The thing about people you love is that you want them around. And any relationship that’s truly close involves some give and take. Susan Cain, author of Quiet: The Power of Introverts in a World That Can’t Stop Talking, suggests that when you talk about boundaries, especially with a romantic partner, you talk about “how you can meet your partner’s needs too.” For instance, maybe you want quiet time when you get home from work to recharge, but your partner wants to spend time with you and talk about the day. You could suggest a half-hour of quiet time after work, followed by dinner together where you get to catch up. Cain says what’s important is “establishing protocols that will suit both people.” Once you’ve done that, you no longer have to talk about it all the time — you and your partner will have routines in place that ensure you each get what you need.

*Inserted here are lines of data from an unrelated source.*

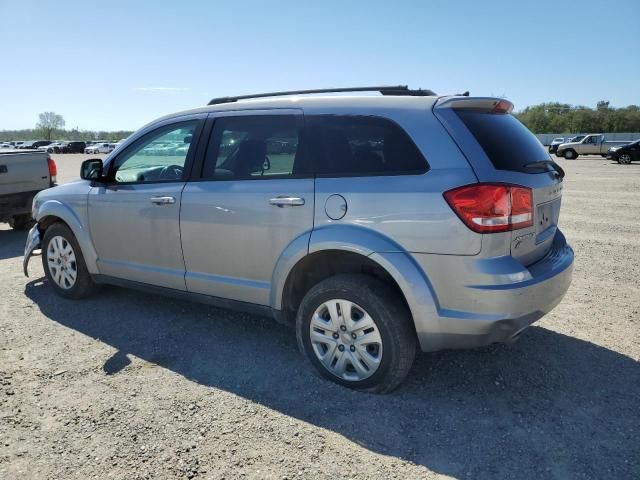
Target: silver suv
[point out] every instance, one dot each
(375, 224)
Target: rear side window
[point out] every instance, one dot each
(344, 145)
(507, 142)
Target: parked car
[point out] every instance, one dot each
(554, 144)
(399, 221)
(28, 145)
(22, 176)
(99, 148)
(593, 144)
(73, 147)
(53, 147)
(625, 154)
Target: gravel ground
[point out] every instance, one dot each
(130, 385)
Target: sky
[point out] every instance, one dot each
(116, 65)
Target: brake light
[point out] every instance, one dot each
(53, 169)
(490, 208)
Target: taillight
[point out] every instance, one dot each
(53, 169)
(490, 208)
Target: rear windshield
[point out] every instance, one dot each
(507, 142)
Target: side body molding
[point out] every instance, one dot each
(409, 276)
(68, 215)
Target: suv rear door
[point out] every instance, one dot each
(253, 197)
(500, 149)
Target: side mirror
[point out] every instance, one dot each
(91, 169)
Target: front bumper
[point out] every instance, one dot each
(498, 312)
(33, 244)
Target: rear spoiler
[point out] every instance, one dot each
(485, 104)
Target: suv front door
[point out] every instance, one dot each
(255, 197)
(134, 217)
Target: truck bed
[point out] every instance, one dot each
(22, 175)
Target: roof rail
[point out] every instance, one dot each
(385, 90)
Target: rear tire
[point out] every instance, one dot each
(373, 356)
(21, 222)
(64, 264)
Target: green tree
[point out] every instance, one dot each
(48, 123)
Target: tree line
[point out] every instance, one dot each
(50, 126)
(551, 117)
(565, 118)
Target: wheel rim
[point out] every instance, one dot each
(61, 261)
(346, 340)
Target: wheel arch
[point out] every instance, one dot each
(54, 211)
(351, 249)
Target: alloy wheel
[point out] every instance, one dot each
(61, 261)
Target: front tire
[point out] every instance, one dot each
(356, 331)
(64, 264)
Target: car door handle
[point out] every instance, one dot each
(163, 200)
(286, 201)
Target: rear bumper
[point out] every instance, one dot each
(498, 311)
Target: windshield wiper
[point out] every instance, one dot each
(546, 164)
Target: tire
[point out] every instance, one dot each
(21, 222)
(385, 361)
(57, 240)
(624, 159)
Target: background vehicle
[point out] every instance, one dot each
(373, 223)
(73, 147)
(27, 145)
(593, 144)
(22, 176)
(53, 147)
(554, 144)
(625, 154)
(99, 148)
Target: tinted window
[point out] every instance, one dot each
(160, 156)
(255, 147)
(507, 142)
(359, 145)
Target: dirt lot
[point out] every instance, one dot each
(130, 385)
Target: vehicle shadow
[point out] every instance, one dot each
(563, 406)
(12, 243)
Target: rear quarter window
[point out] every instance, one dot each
(507, 142)
(351, 145)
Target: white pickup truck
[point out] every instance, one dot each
(22, 175)
(593, 144)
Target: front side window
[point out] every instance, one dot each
(255, 147)
(345, 145)
(161, 156)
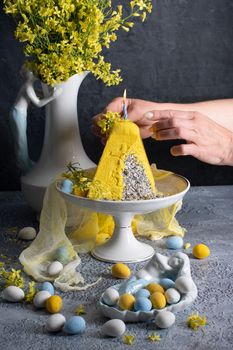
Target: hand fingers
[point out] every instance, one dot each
(174, 134)
(172, 123)
(167, 114)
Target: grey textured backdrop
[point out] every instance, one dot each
(182, 53)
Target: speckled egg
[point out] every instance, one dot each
(120, 270)
(110, 296)
(54, 304)
(67, 186)
(40, 299)
(75, 325)
(114, 328)
(165, 319)
(167, 283)
(47, 286)
(126, 302)
(154, 287)
(62, 255)
(142, 304)
(184, 284)
(27, 233)
(13, 294)
(201, 251)
(55, 323)
(174, 242)
(172, 296)
(158, 300)
(142, 293)
(54, 268)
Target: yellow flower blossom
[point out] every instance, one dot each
(128, 339)
(195, 321)
(154, 337)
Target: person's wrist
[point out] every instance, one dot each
(229, 157)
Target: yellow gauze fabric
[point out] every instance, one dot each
(62, 224)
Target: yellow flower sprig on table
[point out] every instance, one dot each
(195, 321)
(64, 37)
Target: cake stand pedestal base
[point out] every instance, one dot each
(123, 246)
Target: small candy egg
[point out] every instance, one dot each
(75, 325)
(27, 233)
(158, 300)
(142, 304)
(120, 270)
(55, 323)
(67, 186)
(53, 304)
(165, 319)
(142, 293)
(47, 286)
(55, 268)
(201, 251)
(167, 283)
(114, 328)
(184, 284)
(40, 299)
(111, 296)
(174, 242)
(154, 287)
(62, 254)
(126, 301)
(13, 294)
(172, 296)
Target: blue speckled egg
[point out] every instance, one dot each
(47, 286)
(167, 283)
(62, 255)
(142, 293)
(75, 325)
(67, 186)
(142, 304)
(174, 242)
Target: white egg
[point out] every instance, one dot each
(13, 294)
(165, 319)
(172, 296)
(111, 296)
(40, 298)
(27, 233)
(114, 328)
(55, 268)
(55, 323)
(184, 284)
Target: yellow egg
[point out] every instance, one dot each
(54, 304)
(120, 270)
(154, 287)
(126, 301)
(158, 300)
(201, 251)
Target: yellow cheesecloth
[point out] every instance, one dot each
(62, 224)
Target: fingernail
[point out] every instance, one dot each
(148, 115)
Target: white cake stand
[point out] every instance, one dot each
(123, 246)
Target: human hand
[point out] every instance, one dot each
(205, 139)
(137, 112)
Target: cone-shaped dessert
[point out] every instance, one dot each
(123, 172)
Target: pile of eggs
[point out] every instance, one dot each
(45, 298)
(152, 296)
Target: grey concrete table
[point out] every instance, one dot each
(207, 214)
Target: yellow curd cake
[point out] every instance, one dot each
(123, 172)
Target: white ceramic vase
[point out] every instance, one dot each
(62, 142)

State a general preference.

One good way to talk about your need for space with loved ones is to make it about you, not them. It’s not that they’re annoying, it’s that you really need that half hour to yourself every evening. Cain says that especially for introverts, “it’s helpful to have these conversations through the frame of temperament.” Some people like constant social contact, others need more alone time — discussing your boundaries in terms of which kind of person you are can make your loved ones feel less accused. It also allows you to make general statements about your preferences. For instance, Cain says her friends all know she’s not very good about returning phone calls. She’s made it clear to all of them that she doesn’t like the phone much, so when they don’t hear from her, they know it’s about her, not them. So if, for instance, you can’t manage the twice-weekly phone date that your friend would prefer, let him know that you’re just not really a phone person. And …

Offer an alternative.

Sometimes setting boundaries can just be a matter of agreeing on how to talk. Grzyb points out that if you’re someone who doesn’t like getting a lot of texts, you could ask your most text-happy loved ones to leave a voicemail instead, so you can set up a time to talk. If you hate the phone, set up a coffee date. If a friend wants to unload the details of her breakup on you, but you’re already feeling pretty exhausted, ask if you can talk to her about it in a couple of days. Figuring out an alternative way to connect is a good way to show that while you care about someone, you also need to take care of yourself. And anyone who’s truly close to you should respect that.